Clinical pathology

CLINICAL PATHOLOGY

  • The number of laboratory tests utilized depends upon a selection made in the light of the history and physical findings. Some studies should be carried out on all patients; others are indicated only to confirm a provisional diagnosis.
  • Studies that should be considered routinely include: the packed cell volume and total solids (PCV/TS), red cell count, total and differential white cell count, creatinine or BUN, glucose, urinalysis and fecal examination. Hypoglycemia may suggest sepsis. A low PCV may indicate hemorrhage, although anemia can result from other disorders. Anemia from hemorrhage may not be immediately evident because of splenic contraction or volume depletion. A low protein suggests decreased production or losses due to gastrointestinal, renal or peritoneal disease. Azotemia may also be due to renal failure, shock or sepsis.

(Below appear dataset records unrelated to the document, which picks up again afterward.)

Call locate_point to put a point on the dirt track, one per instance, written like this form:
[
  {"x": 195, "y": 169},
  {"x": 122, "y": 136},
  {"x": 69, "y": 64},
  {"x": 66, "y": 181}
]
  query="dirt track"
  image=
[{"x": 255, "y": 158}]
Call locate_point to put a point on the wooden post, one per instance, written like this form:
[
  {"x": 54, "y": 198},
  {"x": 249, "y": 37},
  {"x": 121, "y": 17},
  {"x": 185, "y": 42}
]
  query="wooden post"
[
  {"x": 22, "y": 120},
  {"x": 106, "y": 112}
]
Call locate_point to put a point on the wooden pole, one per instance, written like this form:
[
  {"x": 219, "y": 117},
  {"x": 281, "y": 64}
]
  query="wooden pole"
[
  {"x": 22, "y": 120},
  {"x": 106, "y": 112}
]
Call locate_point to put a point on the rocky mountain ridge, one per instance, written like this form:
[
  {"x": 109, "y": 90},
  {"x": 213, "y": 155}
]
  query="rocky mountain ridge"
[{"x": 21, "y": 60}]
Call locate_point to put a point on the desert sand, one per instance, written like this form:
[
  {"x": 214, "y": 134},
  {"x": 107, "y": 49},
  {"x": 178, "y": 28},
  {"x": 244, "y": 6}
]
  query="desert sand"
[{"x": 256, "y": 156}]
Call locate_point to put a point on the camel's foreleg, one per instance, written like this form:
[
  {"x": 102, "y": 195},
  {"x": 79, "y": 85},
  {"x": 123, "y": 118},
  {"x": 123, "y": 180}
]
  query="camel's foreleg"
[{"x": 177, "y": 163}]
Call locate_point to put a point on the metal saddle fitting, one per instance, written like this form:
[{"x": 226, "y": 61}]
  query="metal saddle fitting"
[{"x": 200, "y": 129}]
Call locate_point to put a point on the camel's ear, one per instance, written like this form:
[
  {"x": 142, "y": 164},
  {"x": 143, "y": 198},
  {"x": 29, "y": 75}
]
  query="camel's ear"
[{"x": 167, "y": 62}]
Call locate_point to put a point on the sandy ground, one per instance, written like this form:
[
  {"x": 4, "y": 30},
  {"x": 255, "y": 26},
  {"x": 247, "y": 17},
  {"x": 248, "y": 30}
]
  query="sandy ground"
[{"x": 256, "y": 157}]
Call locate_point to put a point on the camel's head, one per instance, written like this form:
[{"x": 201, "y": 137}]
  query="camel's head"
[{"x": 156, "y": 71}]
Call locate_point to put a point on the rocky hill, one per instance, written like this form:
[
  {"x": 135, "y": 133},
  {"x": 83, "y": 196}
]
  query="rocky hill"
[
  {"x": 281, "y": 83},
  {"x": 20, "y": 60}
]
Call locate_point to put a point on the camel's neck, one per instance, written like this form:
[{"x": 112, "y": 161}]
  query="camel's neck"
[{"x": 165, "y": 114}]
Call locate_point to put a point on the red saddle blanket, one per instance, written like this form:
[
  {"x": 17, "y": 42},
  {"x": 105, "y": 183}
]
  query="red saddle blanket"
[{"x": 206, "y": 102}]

  • If available, a full serum chemistry profile can help evaluate abdominal disease, although many abnormal results are non-specific. Hepatic enzyme activities may be increased because of hepatic injury, sepsis, hypoxia or pancreatitis. A complete white blood cell count helps determine if inflammation is present which can be associated with sepsis, or peritonitis. The WBC differential count may suggest an acute, chronic or degenerative response. Urinalysis may provide information about the patient's urine concentrating ability and hydration status, the presence or absence of urogenital hemorrhage or trauma, or the potential source of infection e.g., pyelonephritis.
  • Paracentesis and abdominal lavage are valuable diagnostic aids in the evaluation of abdominal disease and should be considered in patients which have had abdominal trauma or have ascites. Cytological evaluation of any fluid obtained often provides valuable clues to diagnosis.